Ok just installed the dev version and the conversion worked successfully
There seems to be another bug
so given
This is the change I propose to make I don't know if you got a chance to look at it
if root.text and self.text_content is not None:
text = root.text.strip()
if text:
if self.simple_text and len(children) == len(root.attrib) == 0:
value = self._fromstring(text)
else:
value[self.text_content] = self._fromstring(text)
else:
if self.simple_text and len(children) == len(root.attrib) == 0:
value = ''
Good catch @dvilajeti01 -- thanks.
The fix you proposed doesn't handle the <x key="val"></x>
, I think. That's why I took a different approach in 2ecc206. Could you please check if it works now?
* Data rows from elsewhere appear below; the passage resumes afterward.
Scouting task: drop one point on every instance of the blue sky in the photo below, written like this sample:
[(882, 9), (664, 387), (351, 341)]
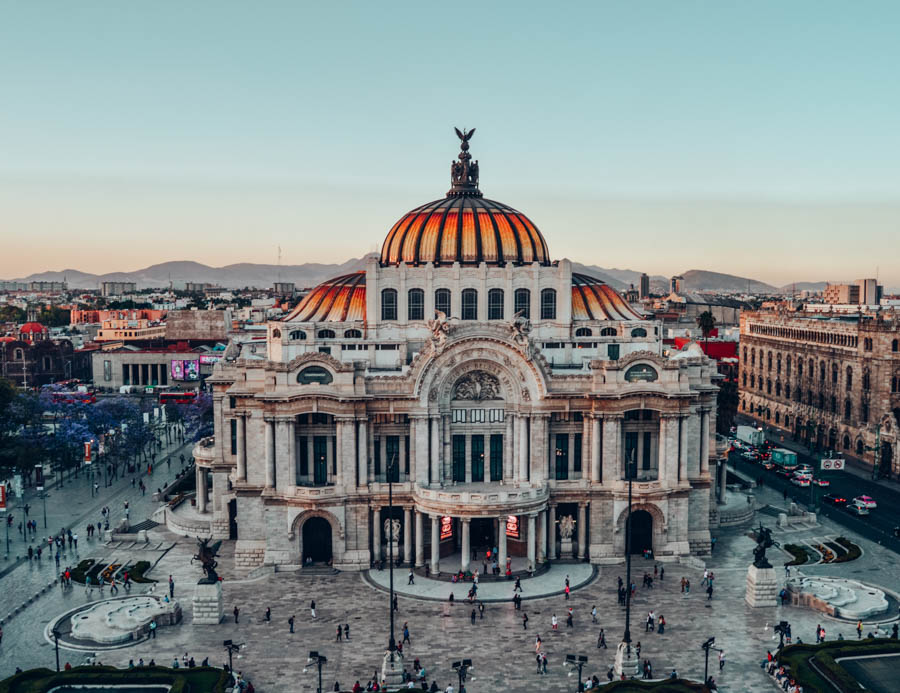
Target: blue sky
[(752, 138)]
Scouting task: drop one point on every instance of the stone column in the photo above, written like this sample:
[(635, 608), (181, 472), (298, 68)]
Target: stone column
[(611, 463), (704, 442), (420, 541), (466, 550), (435, 544), (509, 443), (270, 452), (551, 530), (362, 454), (201, 489), (435, 451), (523, 447), (421, 450), (501, 546), (242, 448), (582, 531), (376, 534), (531, 541), (407, 535)]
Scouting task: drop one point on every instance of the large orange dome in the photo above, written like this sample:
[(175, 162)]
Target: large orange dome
[(464, 227)]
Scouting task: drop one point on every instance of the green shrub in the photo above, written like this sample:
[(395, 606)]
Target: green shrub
[(798, 552), (853, 551)]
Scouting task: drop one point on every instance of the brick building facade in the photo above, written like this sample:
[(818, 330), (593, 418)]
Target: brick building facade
[(832, 382)]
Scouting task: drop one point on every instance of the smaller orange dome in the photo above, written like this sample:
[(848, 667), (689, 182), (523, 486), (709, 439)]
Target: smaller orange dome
[(342, 299)]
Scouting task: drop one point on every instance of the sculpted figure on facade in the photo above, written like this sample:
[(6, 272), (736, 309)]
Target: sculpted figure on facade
[(477, 386), (566, 526)]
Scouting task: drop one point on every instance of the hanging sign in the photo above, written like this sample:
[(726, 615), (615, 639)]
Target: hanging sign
[(446, 527)]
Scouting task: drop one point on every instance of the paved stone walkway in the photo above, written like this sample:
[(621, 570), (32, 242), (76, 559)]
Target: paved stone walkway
[(502, 651)]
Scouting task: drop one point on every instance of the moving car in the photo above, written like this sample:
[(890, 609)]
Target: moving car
[(866, 501), (834, 499), (857, 508)]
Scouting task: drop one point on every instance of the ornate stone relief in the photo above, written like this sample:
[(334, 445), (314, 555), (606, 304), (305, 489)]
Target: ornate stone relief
[(477, 385)]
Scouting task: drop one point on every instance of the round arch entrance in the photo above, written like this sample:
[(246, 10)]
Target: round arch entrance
[(641, 531), (316, 540)]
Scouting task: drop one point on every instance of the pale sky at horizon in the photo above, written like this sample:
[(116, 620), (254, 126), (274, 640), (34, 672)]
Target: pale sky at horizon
[(757, 139)]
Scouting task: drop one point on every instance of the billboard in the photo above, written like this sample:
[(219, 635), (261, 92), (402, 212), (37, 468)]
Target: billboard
[(185, 370)]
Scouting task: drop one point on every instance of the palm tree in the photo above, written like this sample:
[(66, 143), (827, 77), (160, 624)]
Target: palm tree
[(706, 321)]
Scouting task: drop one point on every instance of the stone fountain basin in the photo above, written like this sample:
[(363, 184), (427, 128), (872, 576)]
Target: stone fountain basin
[(121, 620), (840, 597)]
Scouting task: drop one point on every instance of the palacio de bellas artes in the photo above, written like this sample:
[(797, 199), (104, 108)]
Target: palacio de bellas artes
[(500, 393)]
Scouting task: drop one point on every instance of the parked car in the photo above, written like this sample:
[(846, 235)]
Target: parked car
[(834, 499), (866, 501), (857, 508)]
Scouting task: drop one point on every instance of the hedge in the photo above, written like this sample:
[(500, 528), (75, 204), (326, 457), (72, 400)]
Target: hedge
[(798, 657), (798, 552), (197, 680), (853, 551)]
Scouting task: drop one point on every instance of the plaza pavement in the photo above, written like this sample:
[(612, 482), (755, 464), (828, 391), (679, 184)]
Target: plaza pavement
[(503, 654)]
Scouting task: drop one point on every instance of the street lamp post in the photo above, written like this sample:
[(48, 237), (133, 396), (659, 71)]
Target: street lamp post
[(56, 635), (577, 662), (626, 662), (390, 671), (319, 661)]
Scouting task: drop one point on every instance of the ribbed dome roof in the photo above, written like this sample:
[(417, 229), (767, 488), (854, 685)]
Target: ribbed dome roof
[(342, 299), (464, 229), (593, 299)]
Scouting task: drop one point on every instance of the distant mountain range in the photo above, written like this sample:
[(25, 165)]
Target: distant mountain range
[(309, 274)]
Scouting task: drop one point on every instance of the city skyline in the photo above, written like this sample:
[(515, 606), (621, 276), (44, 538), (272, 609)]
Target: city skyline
[(730, 139)]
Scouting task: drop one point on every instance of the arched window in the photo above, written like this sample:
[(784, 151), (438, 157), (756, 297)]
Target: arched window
[(415, 304), (469, 304), (388, 304), (495, 304), (522, 300), (548, 304), (442, 301)]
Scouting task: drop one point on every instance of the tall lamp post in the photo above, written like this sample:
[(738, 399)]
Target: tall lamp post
[(626, 661), (392, 665), (319, 660)]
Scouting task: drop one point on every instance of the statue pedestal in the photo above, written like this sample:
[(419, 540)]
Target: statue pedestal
[(208, 605), (392, 669), (626, 661), (762, 587)]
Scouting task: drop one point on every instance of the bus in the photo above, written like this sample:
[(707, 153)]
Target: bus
[(177, 396)]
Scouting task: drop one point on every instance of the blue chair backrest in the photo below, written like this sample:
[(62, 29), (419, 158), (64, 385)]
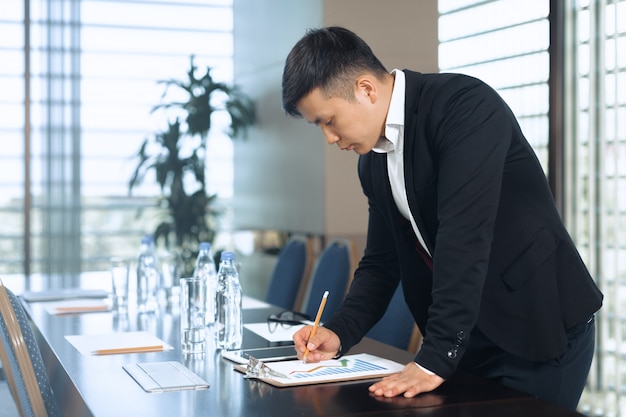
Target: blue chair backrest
[(332, 274), (11, 354), (288, 274), (396, 326)]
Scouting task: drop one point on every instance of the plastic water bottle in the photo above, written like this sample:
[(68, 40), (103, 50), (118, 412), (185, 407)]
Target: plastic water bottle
[(148, 276), (228, 321), (205, 269)]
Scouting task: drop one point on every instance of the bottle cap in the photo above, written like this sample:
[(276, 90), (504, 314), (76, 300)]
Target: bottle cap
[(227, 255)]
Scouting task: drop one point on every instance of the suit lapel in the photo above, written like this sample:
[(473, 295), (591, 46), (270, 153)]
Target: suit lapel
[(411, 155)]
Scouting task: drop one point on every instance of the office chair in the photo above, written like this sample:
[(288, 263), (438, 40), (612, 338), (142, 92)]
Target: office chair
[(397, 326), (332, 273), (289, 273), (22, 360)]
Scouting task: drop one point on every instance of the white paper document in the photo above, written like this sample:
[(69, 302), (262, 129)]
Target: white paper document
[(76, 306), (117, 343)]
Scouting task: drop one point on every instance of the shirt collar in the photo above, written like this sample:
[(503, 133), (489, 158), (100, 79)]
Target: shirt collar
[(395, 116)]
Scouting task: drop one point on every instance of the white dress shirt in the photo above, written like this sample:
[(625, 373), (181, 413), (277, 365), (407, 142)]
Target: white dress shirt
[(393, 145)]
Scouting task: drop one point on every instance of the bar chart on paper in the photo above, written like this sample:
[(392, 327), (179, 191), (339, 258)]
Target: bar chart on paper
[(343, 367), (348, 368)]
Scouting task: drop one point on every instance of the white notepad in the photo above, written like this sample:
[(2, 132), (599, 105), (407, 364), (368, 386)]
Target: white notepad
[(164, 376)]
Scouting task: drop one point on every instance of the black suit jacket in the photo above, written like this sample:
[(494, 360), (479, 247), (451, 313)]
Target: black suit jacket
[(502, 258)]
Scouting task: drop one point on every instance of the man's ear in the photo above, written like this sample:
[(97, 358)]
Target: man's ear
[(366, 87)]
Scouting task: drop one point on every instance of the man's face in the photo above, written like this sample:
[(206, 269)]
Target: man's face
[(351, 124)]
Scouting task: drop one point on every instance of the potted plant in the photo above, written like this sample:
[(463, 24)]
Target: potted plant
[(177, 157)]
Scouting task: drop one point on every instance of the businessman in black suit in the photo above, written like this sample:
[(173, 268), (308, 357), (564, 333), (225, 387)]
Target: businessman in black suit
[(460, 213)]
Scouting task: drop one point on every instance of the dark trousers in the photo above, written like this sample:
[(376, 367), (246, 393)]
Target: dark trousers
[(559, 381)]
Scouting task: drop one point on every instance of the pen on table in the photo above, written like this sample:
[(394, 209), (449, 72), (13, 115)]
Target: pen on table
[(139, 349), (315, 325)]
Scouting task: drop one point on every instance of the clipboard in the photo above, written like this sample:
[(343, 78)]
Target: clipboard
[(347, 368)]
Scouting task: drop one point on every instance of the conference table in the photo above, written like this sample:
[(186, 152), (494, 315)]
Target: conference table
[(97, 385)]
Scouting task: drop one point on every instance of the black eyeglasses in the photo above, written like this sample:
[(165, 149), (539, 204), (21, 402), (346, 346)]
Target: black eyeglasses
[(286, 319)]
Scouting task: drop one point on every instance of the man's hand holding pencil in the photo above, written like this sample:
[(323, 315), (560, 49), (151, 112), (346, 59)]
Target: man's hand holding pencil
[(323, 345), (314, 343)]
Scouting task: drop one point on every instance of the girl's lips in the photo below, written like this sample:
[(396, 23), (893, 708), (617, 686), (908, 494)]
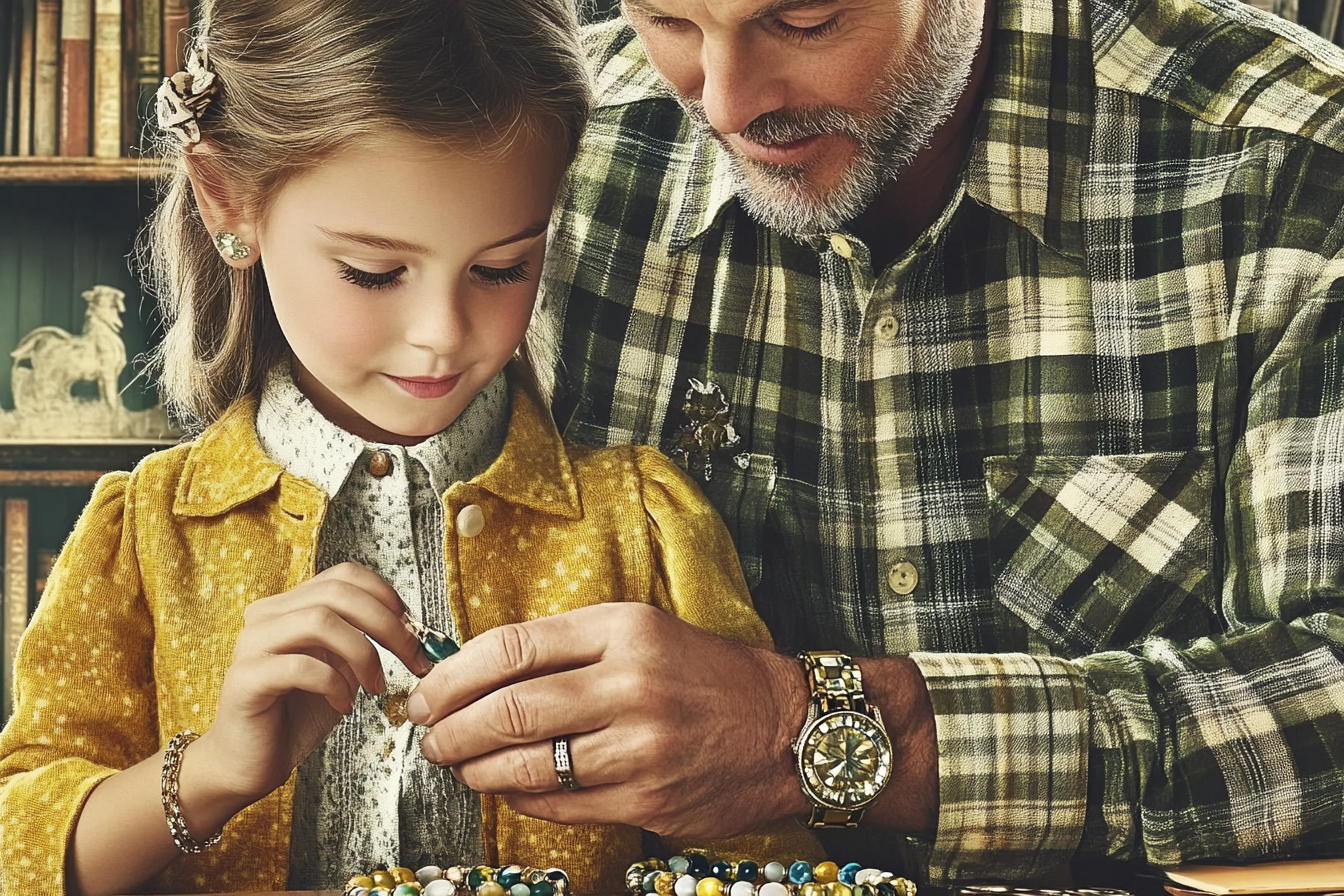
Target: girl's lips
[(426, 386)]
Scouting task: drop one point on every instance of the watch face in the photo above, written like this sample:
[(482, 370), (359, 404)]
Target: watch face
[(844, 759)]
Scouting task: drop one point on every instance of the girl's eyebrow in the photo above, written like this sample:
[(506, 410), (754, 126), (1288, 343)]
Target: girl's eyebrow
[(391, 243)]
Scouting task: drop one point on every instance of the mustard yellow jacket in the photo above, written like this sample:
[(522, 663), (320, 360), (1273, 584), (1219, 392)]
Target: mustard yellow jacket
[(139, 621)]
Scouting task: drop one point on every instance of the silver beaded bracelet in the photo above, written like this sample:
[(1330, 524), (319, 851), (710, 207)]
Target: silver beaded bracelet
[(172, 809)]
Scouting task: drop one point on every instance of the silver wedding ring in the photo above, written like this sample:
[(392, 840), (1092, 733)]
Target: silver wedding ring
[(563, 770)]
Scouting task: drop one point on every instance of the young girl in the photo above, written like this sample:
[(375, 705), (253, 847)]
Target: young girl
[(348, 257)]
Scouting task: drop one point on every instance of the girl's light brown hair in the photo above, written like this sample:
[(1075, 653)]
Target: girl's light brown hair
[(297, 81)]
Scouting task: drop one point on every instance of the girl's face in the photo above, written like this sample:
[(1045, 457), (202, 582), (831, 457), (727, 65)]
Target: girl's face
[(403, 277)]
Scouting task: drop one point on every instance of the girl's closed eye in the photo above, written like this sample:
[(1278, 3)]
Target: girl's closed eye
[(519, 273), (371, 280)]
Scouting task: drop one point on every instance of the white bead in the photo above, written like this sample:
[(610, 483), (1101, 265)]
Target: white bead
[(471, 520)]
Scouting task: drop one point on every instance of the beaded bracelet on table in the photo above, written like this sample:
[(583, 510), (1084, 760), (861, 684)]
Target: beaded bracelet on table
[(461, 880), (700, 875)]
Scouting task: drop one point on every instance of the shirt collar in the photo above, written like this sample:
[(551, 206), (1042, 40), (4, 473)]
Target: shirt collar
[(1027, 159), (297, 437), (227, 466)]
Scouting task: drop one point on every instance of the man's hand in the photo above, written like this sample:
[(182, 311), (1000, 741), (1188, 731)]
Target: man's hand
[(671, 728)]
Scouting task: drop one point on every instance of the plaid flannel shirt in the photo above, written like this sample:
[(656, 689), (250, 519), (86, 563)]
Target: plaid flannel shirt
[(1094, 415)]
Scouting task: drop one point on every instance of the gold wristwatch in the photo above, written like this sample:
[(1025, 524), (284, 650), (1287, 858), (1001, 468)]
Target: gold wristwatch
[(843, 752)]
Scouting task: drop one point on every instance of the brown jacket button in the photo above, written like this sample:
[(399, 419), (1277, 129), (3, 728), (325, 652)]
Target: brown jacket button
[(379, 464)]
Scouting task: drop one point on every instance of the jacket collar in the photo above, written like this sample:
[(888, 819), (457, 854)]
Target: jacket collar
[(1027, 159), (226, 466)]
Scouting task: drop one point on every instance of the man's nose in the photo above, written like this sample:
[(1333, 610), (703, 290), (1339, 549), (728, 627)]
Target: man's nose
[(737, 87)]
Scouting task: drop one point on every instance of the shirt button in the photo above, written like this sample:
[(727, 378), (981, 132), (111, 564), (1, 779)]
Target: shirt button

Ok, so I checked it and it works but a new problem arises. The order of the attributes for some reason seem to change orders. Here are the examples of the differences. So the first bit is the original Yahoo Convention pre any fixes and the latter is the Yahoo Convention post fix.
Pre:
{
"transSet": {
"longId": "2019-01-03",
"periodID": "2",
"periodname": "Day",
"shortId": "505",
"site": "AB123",
"openedTime": "2019-01-02T06:03:51-05:00",
"closedTime": "2019-01-03T06:07:45-05:00",
"startTotals": {
"insideSales": "5057863.54",
"insideGrand": "5230398.56",
"outsideSales": "1380117.57",
"outsideGrand": "1380117.57",
"overallSales": "6437981.11",
"overallGrand": "6610516.13"
}
Post:
{
"transSet": {
"periodname": "Day",
"shortId": "505",
"periodID": "2",
"site": "AB123",
"longId": "2019-01-03",
"openedTime": "2019-01-02T06:03:51-05:00",
"closedTime": "2019-01-03T06:07:45-05:00",
"startTotals": {
"insideSales": "5057863.54",
"insideGrand": "5230398.56",
"outsideSales": "1380117.57",
"outsideGrand": "1380117.57",
"overallSales": "6437981.11",
"overallGrand": "6610516.13"
}
How can I treat self closing tags or empty elements as "element": "" instead of "element": {}?